In 2011, and again in 2012, the USFWS reaffirmed its own conclusion that Gopherus morafkai was indeed a separate species, distinct from it’s close relative the Mojave desert tortoise (Gopherus agassizii), a.k.a. Agassiz’s desert tortoise, making an even stronger case to list the Sonoran population.
In 2013 and 2014 the agency doubled down on its own findings again, even going as far as drafting the proposed listing rule and entering into voluntary conservation agreements — all in an apparent preparation for a listing to the ESA.
But in 2015 toward the end of the Obama Administration, the USFWS stunned tortoise aficionados with a full-stop 180-degree reversal, when it announced it would not be protecting the Sonoran desert tortoise after all.
Local EnviroNews Arizona covered that wildlife shocker, reporting:
USFWS deemed the tortoise “not warranted” for listing under the Endangered Species Act (ESA) in its release stating, “After reviewing the best available scientific and commercial information, the U.S. Fish and Wildlife Service finds that the Sonoran desert tortoise does not face the threat of extinction and will be removed from the Endangered Species Act candidate list.”
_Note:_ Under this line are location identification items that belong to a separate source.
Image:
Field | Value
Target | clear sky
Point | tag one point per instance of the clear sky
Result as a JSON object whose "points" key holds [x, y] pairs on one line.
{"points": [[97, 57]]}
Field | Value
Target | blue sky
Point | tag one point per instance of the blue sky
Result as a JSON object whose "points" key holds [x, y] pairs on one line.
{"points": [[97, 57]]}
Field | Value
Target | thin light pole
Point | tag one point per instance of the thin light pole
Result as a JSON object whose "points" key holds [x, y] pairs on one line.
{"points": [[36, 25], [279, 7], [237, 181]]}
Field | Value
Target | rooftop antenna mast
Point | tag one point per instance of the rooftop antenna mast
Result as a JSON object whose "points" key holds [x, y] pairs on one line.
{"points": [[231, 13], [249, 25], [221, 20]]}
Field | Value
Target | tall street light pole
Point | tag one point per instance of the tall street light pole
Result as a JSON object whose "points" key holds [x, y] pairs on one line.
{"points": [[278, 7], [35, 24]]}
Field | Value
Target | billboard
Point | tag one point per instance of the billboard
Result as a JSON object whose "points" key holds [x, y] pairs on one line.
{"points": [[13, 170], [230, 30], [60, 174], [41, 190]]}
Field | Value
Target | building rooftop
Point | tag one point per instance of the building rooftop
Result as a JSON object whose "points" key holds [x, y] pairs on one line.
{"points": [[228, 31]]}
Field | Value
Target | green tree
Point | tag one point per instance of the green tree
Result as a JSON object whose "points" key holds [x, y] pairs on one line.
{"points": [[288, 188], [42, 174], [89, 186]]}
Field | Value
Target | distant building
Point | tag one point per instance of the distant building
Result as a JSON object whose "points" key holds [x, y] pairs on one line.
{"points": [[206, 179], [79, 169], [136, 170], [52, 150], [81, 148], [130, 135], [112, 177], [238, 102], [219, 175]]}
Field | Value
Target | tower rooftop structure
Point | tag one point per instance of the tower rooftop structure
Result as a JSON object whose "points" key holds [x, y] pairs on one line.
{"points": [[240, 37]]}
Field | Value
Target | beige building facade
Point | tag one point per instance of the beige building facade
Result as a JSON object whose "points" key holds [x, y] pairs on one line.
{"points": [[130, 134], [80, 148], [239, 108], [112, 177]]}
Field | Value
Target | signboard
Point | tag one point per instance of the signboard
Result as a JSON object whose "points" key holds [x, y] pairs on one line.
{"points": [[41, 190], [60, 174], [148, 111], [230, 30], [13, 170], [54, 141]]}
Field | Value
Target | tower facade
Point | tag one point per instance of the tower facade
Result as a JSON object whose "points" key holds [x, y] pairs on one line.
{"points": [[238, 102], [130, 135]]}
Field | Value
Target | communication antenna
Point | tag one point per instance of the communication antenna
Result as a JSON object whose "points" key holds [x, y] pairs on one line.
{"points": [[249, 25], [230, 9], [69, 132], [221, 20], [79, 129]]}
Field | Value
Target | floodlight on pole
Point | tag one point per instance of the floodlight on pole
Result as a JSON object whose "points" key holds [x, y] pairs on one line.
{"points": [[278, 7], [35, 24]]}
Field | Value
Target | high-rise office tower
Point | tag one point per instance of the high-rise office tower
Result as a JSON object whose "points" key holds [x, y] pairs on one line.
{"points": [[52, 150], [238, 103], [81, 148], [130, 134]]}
But many conservationists felt burned by the Service’s flip-flop, and still don’t have anything friendly to say about that announcement. In a written statement about yesterday’s legal filing, Cyndi Tuell, Arizona and New Mexico Director with WWP, addressed the 2015 reversal this way:
For five years the Fish and Wildlife Service recognized the grave danger of extinction facing the Sonoran desert tortoise. The agency’s radical about-face in 2015 — deciding that suddenly this species is going to be just fine despite increased threats to the tortoises and their habitat — is the definition of arbitrary and capricious. The Service’s denial of protections will doom the tortoise, and therefore we must hold the agency accountable.
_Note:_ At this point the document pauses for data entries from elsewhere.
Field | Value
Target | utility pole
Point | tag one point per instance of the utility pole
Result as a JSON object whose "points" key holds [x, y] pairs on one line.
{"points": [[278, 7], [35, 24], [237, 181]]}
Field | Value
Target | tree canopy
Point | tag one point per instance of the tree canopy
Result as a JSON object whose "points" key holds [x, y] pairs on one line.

Tuell pulls no punches about what needs to be done to preserve this species. “Livestock grazing takes place on nearly 7 million acres of federal public lands identified as habitat or potential habitat for the Sonoran desert tortoise,” she told EnviroNews in an interview. “These cows compete with the tortoise for the same food and sadly, the tortoises are losing the fight. Getting the livestock off the lands the tortoise needs to survive would go a long way towards protecting this species,” Tuell concluded.
Matthew Bishop of WELC is the key attorney representing both Guardians and WWP in the lawsuit and says negligence is no excuse for the Service. “The law doesn’t allow the [USFWS] to assume the species is doing fine based on an absence of data,” he said. “The agency must be forward in its thinking and apply the best available science.”
Guardians and WWP also took it a step beyond the Sonoran desert tortoise in their statement yesterday, referring to an ongoing, planet-wide, mass extinction happening in real-time, and stressing the importance of the ESA:
The groups are seeking full and rigorous implementation of the ESA, one of the most successful conservation laws in the world. The law is especially important as a defense against the current extinction crisis. Species are disappearing at a rate much higher than the natural rate of extinction due to human activities, resulting in what some scientists term a “biological annihilation.” According to a recent United Nations report, over a million species are currently at risk of extinction.
WWP and Guardians continue to fight the federal government’s “failure” to protect critters and creatures in peril, one species at a time, and say they have no intention of taking the pressure off when it comes to the Sonoran desert tortoise.
EnviroNews Arizona asked repeatedly for comment from the USFWS for this article but did not receive a response.